After surviving the Rwandan genocide at the age of 14 and losing a family and everyone I loved, I realize that, if we want to understand the world in which we live, we must understand everyone's uniqueness and respect their pain. Over the years, I've learned we should never compare the sufferings of people.

So I'm deeply saddened and concerned about what's happening to the Libyan people because of a bloody regime led by Moammar Gadhafi. I also agree that the world had to intervene in Libya, to stop the killings of civilians, even though this isn't the kind of intervention I thought would be effective.

I must confess that, for a brief moment, I felt a little jealous of the Libyan people. Shocking? I felt this intervention was unfair because it made all the other wars and genocides in Africa - and elsewhere where despots decide the fate of everyone - seem so, well, little.

I hate to make this comparison, but it took only a few weeks and several emergency meetings at the United Nations for some of the world's most powerful countries to decide to deploy their might on the African continent, to save civilians. It took the world three months to even recognize that genocide was happening in Rwanda, never mind that military intervention seemed to be necessary.

And no, I'm not a bitter person. I'm just not happy with the international community's hypocrisy. Even Canada, now my home and the place where I came to find peace, seems to have lost its legendary care about the world's most unfortunate.

So let me ask this: What made the Libyan people's blood more important than that of the Congolese women who are raped and killed every day in numbers we can't even start to imagine?
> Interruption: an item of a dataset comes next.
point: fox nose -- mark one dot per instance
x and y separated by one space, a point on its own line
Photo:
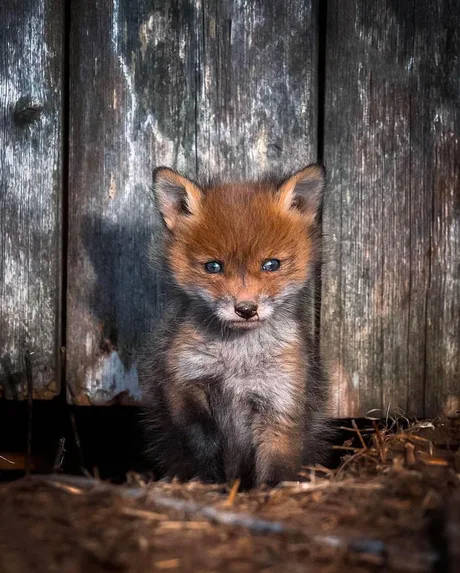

What made the Libyan intervention a priority of the UN and the U.S., France and Canada, way ahead of Ivory Coast, a war-torn nation that's descended into chaos since November's presidential election? What made the world suddenly intervene in Libya, a country not far from Sudan, where another genocidal despot became the first sitting head of state to be indicted for crimes against humanity by the International Criminal Court?

It's been said many times that the Libyan intervention happened because powerful countries wanted to avoid another Rwanda. I find this explanation too simplistic, and it creates too much unnecessary drama when the world uses my tragedy to justify strategic international interventions.
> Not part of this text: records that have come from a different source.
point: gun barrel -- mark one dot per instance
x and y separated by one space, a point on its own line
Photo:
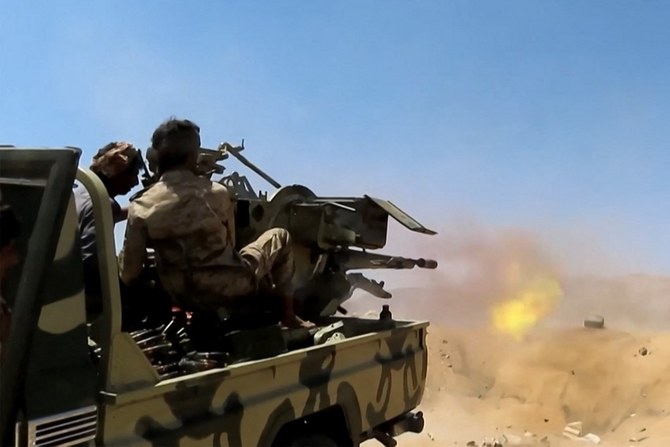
235 152
354 259
426 263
I know very well that it's not up to the West to solve Africa's problems. I also know that the international community can't be everywhere at the same time. But, again, why Libya?

Maybe if the world could explain why Libya and not Congo or Darfur or Zimbabwe, it would help me understand why not Rwanda in 1994. Although it's been 17 years since that bloody April when Rwandan Hutus slaughtered Tutsis and moderate Hutus, it's still a vivid memory in the minds and souls of the Rwandan genocide survivors.

As Rwandans across Canada mark the genocide's anniversary, I can't help but realize that my own commemoration will be unusually sour. If protecting the afflicted is a value of the civilized world, why don't we give as much weight to the pain of all who are oppressed?

Why do I feel that the much acclaimed "responsibility to protect" is only applicable to those whose resources are in the interests of the West? Today, more than ever, I'm hoping that an answer to this question will help my search for a way to understand the Rwandan genocide.

Alice Musabende is a journalist and producer based in Ottawa.